Every so often I meet a caregiver who makes me rethink the idea of the superhero.  I keep waiting for this person to transform themselves right before my eyes (that is if they aren’t accustomed to changing close in a phone booth) and automatically be imbued with powers beyond imagine.  If that were truly the case there would certainly be a lot less suffering in the world.  The truth is that when you engage in caregiving you don’t do it off the cuff, as a second choice, as something to pass the time.  You take on the caregiving role out of love, friendship, respect and the belief that your energy is part of the wellness or healing equation.

The truth about caregiving is that the hours can be long, if not physically at least mentally.  It can consume your life.  It can cause you to worry beyond the boundaries you thought possible.  It can leave you feeling powerless at the times when you need to feel in control.  It can be heartwarming and joyful as a means of sharing an intimate experience in another’s life.  It can expose qualities in you that you weren’t aware of or thought were dormant.  It allows you to exercise your faith in human nature, connection to a force greater than yourself and an admiration for science you may have never known.

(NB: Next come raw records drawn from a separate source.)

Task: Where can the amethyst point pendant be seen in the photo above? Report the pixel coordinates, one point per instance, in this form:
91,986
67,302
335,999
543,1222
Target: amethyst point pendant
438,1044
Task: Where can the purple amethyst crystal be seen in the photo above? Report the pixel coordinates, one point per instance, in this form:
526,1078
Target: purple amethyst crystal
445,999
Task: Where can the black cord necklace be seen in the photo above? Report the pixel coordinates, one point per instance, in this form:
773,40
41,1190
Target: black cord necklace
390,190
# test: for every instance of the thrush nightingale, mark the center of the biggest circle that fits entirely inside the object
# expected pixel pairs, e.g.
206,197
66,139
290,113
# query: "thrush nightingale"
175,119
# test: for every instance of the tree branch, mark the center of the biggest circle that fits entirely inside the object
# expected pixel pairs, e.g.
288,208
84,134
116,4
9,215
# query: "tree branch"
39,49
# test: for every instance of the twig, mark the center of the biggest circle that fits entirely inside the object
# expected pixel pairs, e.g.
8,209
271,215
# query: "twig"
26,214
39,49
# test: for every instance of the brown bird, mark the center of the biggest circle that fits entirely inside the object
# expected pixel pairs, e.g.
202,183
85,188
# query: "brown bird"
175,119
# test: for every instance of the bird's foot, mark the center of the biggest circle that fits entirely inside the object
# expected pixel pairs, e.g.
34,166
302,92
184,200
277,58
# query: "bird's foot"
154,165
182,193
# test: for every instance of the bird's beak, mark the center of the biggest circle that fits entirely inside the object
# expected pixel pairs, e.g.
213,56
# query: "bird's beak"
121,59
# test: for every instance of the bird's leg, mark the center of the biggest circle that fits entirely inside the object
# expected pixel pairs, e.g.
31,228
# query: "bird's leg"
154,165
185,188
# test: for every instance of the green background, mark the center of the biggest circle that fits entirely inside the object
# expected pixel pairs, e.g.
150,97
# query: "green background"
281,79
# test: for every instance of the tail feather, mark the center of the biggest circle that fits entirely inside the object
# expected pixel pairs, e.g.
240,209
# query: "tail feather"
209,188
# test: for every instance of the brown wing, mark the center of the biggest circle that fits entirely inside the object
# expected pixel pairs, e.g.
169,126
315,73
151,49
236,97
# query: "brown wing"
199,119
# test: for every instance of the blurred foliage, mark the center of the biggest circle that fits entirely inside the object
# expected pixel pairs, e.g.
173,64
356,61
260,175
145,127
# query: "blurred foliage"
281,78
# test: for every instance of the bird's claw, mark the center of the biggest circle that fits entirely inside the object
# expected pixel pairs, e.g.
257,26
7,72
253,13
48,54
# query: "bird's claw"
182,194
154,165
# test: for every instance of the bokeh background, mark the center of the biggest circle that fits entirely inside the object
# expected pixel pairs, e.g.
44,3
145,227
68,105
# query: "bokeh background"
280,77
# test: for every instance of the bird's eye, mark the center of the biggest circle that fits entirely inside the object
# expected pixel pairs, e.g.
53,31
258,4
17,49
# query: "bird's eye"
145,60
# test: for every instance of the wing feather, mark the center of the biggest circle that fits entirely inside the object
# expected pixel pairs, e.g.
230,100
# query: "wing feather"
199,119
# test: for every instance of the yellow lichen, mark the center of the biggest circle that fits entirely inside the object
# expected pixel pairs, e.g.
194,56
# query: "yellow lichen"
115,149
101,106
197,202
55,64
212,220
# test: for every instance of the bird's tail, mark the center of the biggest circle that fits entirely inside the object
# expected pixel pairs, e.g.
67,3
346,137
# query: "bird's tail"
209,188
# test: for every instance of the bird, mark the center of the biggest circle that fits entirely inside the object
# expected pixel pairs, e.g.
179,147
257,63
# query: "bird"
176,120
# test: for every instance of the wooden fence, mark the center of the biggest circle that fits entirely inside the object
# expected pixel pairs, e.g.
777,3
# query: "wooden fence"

So what happens when you think your hardest “isn’t enough”?  I hear caregivers say “if only I could have___________________(you fill in the blank).  The truth is your hardest will always be enough, in fact it will most likely be more than enough.  The human condition is strong and fragile at the same time.  We’re given opportunities and experiences that continuously change our lives.  How can you know that your hardest is more than enough?  When you can be in the sacred space of caregiving and be totally present in that experience.  I know it can be hard to sit with pain, despair, frustration and a host of other emotions, but that’s when you’re hardest is more than enough.

I’ve spoke about caregiving and identity, and true your self-concept will change throughout the caregiving process.  It’s also true that we are fundamentally consistent in how we process information and our emotions.  Don’t you see…your hardest has to be enough because that’s all you have.  It’s not like syphoning gas out of someone else’s car.  You are who you are and accepting that will bring relief and immeasurable confidence in your actions, decisions and beliefs.  Having limitations is not a bad thing, in fact for many caregivers accepting their limitations probably saved their own lives.

It’s through out limitations that we begin to rely on community.  We come to understand that constructing 20 foot high walls, trying to protect yourself and the patient from the outside world is counter-productive.  When we accept our limitations we begin to look for those who have complimentary skills and gifts.  We begin to see that caregivers as a community are greater than the sum of its constituents.

Your hardest will always exceed expectations.  Don’t try and become something your not; that leads to disappointment and despair.  Understand that the gifts you have to offer of support, compassion and love, will serve the person you’re caring for as one more arm of their journey to wellness.  You’re an integral part of their lives, while at the same time understanding that you too have a life that is parallel to the caregiving process.

I can tell you that your hardest may not always be popular and that’s when you most need to sit with those feelings.  Limitations keep us in the human world.   We’re not born to be superheroes, we’re born to be part of a community and relationships that enhance our lives.  When health challenges enter the picture although not ideal, have to be confronted.  I know it can be all-consuming; that’s why understanding that humans have limitations proves in and of itself that your hardest is all we have and is more than enough!